About one quarter of Australian homes and businesses will have direct fibre-optic cable broadband internet connections once the revised National Broadband Network is complete.
The company building the National Broadband Network, NBN Co, says it will continue connecting fibre optic cable to homes during 2014 before switching to building the coalition government's cheaper, fibre-to-the-node (FTTN) and other technologies network next year.
NBN Co said it would start building the mixed-technology network, which will have slower peak speeds than fibre-to-the-home, in 2015 after two trials of technology using existing Telstra copper cables to connect homes on the NSW central coast and in Melbourne's northern suburbs.
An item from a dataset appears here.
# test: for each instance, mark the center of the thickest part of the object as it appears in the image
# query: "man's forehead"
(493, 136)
NBN Co executive chairman Ziggy Switkowski said the final NBN network would have about three million premises on all-fibre connections, with the remaining nine million on a mix of satellite, wireless, hybrid fibre pay TV cables and FTTN.
Confirmation of the trial came as NBN Co reported it had 130,759 customers connected at the end of 2013, with users spending an average $36.50 a month for their high-speed internet.
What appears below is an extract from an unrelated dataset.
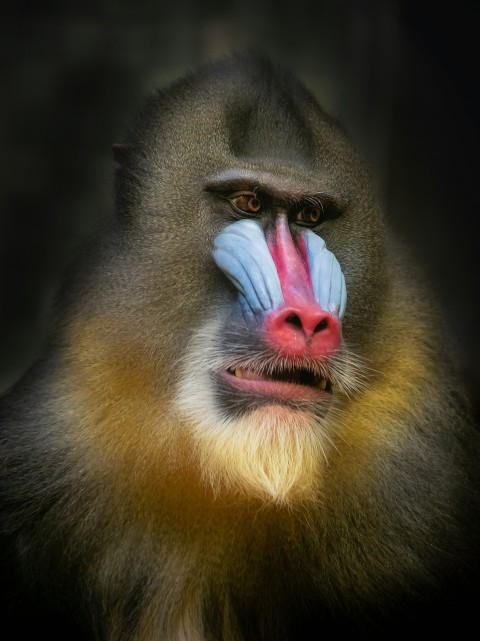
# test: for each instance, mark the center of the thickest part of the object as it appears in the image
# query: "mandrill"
(245, 425)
Only 80,000 of those customers are on fibre-optic cable connections, with the remainder on wireless or satellite links.
Reporting its half-year results for the first time, NBN Co revealed it lost $715 million in the six-months to December 31 after raising $47.8 million in revenue.
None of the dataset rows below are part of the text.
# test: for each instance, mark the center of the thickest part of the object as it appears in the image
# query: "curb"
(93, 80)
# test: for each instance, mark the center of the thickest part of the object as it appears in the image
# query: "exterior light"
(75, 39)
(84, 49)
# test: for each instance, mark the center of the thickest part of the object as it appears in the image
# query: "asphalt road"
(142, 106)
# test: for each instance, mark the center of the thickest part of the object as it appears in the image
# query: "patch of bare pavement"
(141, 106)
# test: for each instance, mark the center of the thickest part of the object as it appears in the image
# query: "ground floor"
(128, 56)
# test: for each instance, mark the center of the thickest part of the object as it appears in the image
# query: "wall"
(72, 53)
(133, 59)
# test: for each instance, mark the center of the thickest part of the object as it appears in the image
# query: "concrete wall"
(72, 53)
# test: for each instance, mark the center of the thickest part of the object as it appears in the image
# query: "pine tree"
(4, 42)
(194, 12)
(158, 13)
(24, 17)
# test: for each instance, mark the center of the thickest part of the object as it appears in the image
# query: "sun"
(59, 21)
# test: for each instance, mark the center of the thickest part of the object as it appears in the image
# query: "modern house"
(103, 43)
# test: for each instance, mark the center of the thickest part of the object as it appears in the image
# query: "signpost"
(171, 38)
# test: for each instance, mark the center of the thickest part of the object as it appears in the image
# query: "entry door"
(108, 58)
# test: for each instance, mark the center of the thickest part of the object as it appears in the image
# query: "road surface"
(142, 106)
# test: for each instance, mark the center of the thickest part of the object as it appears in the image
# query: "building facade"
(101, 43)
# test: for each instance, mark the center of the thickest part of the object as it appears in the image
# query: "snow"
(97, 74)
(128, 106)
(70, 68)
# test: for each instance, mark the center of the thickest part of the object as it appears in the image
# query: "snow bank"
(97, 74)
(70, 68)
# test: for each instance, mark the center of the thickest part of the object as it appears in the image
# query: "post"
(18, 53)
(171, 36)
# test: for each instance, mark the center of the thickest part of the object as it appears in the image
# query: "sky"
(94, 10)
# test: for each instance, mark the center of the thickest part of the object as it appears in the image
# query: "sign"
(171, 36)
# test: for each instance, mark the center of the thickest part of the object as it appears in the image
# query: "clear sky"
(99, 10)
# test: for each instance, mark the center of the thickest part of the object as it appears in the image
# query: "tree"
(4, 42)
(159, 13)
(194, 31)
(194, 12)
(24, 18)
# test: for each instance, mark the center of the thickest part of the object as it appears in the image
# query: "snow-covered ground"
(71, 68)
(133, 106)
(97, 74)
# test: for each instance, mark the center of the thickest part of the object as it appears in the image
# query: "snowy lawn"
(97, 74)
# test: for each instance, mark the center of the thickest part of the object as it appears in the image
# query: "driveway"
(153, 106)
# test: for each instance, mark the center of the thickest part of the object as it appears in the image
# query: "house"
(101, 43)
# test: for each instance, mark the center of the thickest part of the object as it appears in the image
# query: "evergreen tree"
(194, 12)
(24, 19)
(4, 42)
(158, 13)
Capital expenditure in the period was $1.19 billion, with total "life to date" spending on the network - including plant, equipment and intangible costs - now at $7.3 billion.
Dr Switkowski, who was appointed as chairman last October after the federal election, said the NBN rollout is only three per cent complete after five years' work.
"Today's results, while showing incremental progress, are indicative of the complexities inherent in the original approach," Dr Switkowski said.
The company expects to lose money in coming years until user numbers and resulting revenue increases.
Dr Switkowski said the review of the NBN, which includes new negotiations with Telstra on access to copper cables, would accelerate the project.
NBN Co had 2,949 employees at a cost of $189 million at the end of 2013, up from 2,235 six months earlier.
Chief financial officer Robin Payne said there would be no further increase to headcount while the review of operations is under way.
There were an estimated 3,450 additional external workers on the project.